Chess is often hailed as the hallmark of strategy games. Relatively easy to learn, incredibly hard to master, it is one of the very few games in which luck plays virtually no role whatsoever. Warhammer 40, 000: Regicide takes the tabletop classic and marries it to the game of chess, creating a really challenging, bloody, and entertaining venture through the depths of hell.
For the fans of the franchise this is a must-try game but even those among you, who have had no exposure to the brutal reality of Warhammer 40, 000 this title would be a serious test in strategic and tactical mastery. Indeed, it might not be the best introduction to the vast world of the God-Emperor because the story advances only through dialogue boxes, but it still gives a taste of His glory.
If you thought for a second that I mentioned chess just to underline the strategic nature of Warhammer 40, 000: Regicide, you would be surprised. One of the modes of playing is straightforward chess and nothing more. Of course, the pieces are various Warhammer figures and not faceless figures but the game is the same.
However, the moment you feel like experimenting and taking it to the next level you can engage in the Regicide mode. There the rules of chess are slightly modified and the units on the battlefield can deploy their special abilities to deal with the opposition. For example, a devastator could annihilate enemy unit, which has occupied a square diagonally from the heavy-gun wielder. In this regard the devastator squads act like bishops from the classic chess, but they can also simply hold position and pepper the enemy with their big guns, chipping large chunks of their hit points away.

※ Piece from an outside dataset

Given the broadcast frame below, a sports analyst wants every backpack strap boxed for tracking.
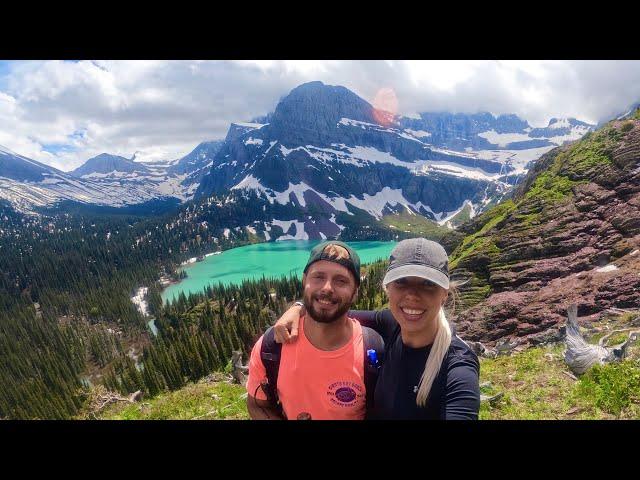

In Regicide every unit has a few abilities to choose from after the first phase of the round has passed. The rounds start with movement phase, which is followed by good, old Space Marine standout, the latter being garnished with significant amounts of blood and explosions. Warhammer 40, 000: Regicide has rather spectacular animation and fatalities, especially for an indie game developed by a studio with relatively small experience like Hammerfal Publishing.
The Waaagh! is coming.
Those of you who have played Dawn of War II probably remember the glorious finishers the commander could unleash upon the enemies of the Imperium. In Regicide they are slightly tuned down but there are quite a few seriously awesome moves.
One of the things that is bothersome is the relatively weak AI, especially early on in the campaign. It does scale going forward but at first everything is predictable and easy to counter. I also had the feeling that the RNG was slightly rigged because my devastators were missing way too often their shots; with 70% chance to hit I had no more than half of my volleys landing in many battles.
The good part is that these drawbacks are mitigated by quite some margin in the online play, where RNG screws both sides equally and the moves are determined by each participants knowledge and understanding. Warhammer 40, 000: Regicide can deliver very entertaining moments, especially when playing against other people but it does have a few unpolished edges here and there.